I am very pro-defence you’re right. All right-thinking people should be. Saddam Hussein might not have been the threat he was painted but there are plenty out there who would be given the chance. As the 9/11 commission showed, America let its defences drop and got caught with a sucker punch. That shows the need to keep up your defences.

We in Europe rely too often on America to bail us out, even if occasionally you come a bit late to the party! Defence budgets are repeatedly cut over here with the armed forces being asked to do more and more. As some of you may have guessed by now before I became a journalist, I served in the army. That makes me all the more angry when people fight wars they dont need to and kill people who dont need to be killed, not least because it is never the politicians who get killed it is the ordinary soldiers.

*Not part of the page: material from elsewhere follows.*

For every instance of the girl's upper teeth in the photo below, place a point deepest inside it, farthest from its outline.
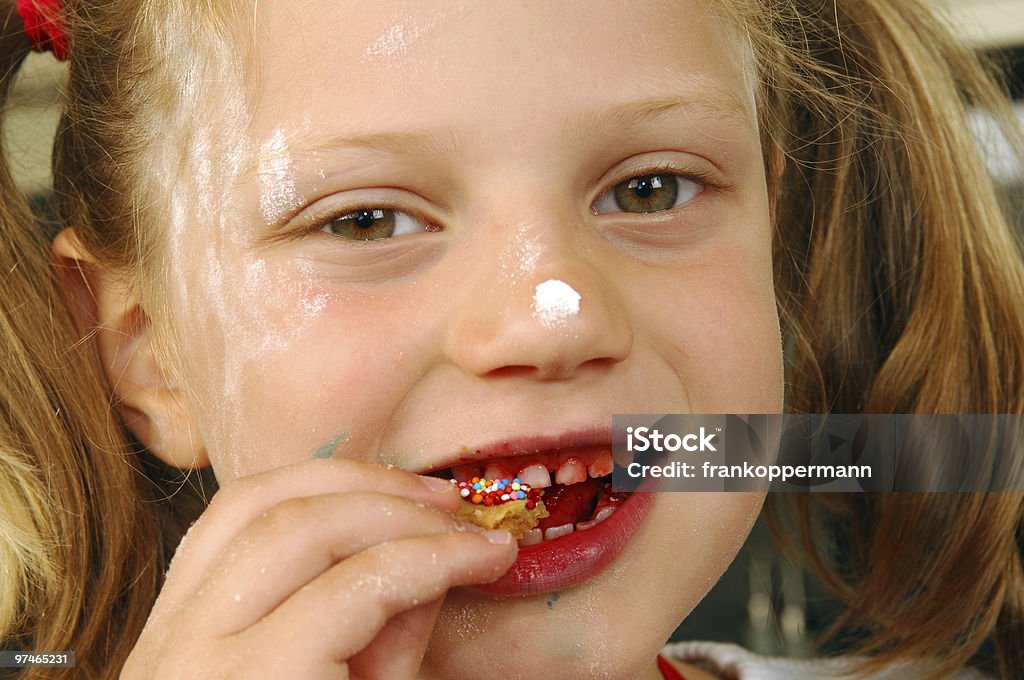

Bin Laden is a legitimate target, Iraq, even an Iraq led by Saddam Hussein, was not. This was an illegal war but the most criminal part of it all was the lazy, arrogant way they went into it. (British tanks crossing the start lines, in a war being fought about WMD, did not even have any chemical or biological filters fitted because the Ministry of Defence failed to buy them in time.)

Just look at all those memos again, dont look for fixed intelligence, dont look for illegality. Just look at the lack of preparation, look how right all those experts who said it would all turn out badly were and then wonder how many British and American soldiers died because those politicians were too arrogant to take the advice of the experts.

On the questions over the word “fixed”:

There are number of people asking about fixed and its meaning. This is a real joke. I do not know anyone in the UK who took it to mean anything other than fixed as in fixed a race, fixed an election, fixed the intelligence. If you fix something, you make it the way you want it. The intelligence was fixed and as for the reports that said this was one British official. Pleeeaaassee! This was the head of MI6. How much authority do you want the man to have? He has just been to Washington, he has just talked to George Tenet. He said the intelligence and facts were being fixed around the policy. That translates in clearer terms as the intelligence was being cooked to match what the administration wanted it to say to justify invading Iraq. Fixed means the same here as it does there. More leaks? I do hope so and the more Blair and Bush lie to try to get themselves off the hook the more likely it is that we will get more leaks.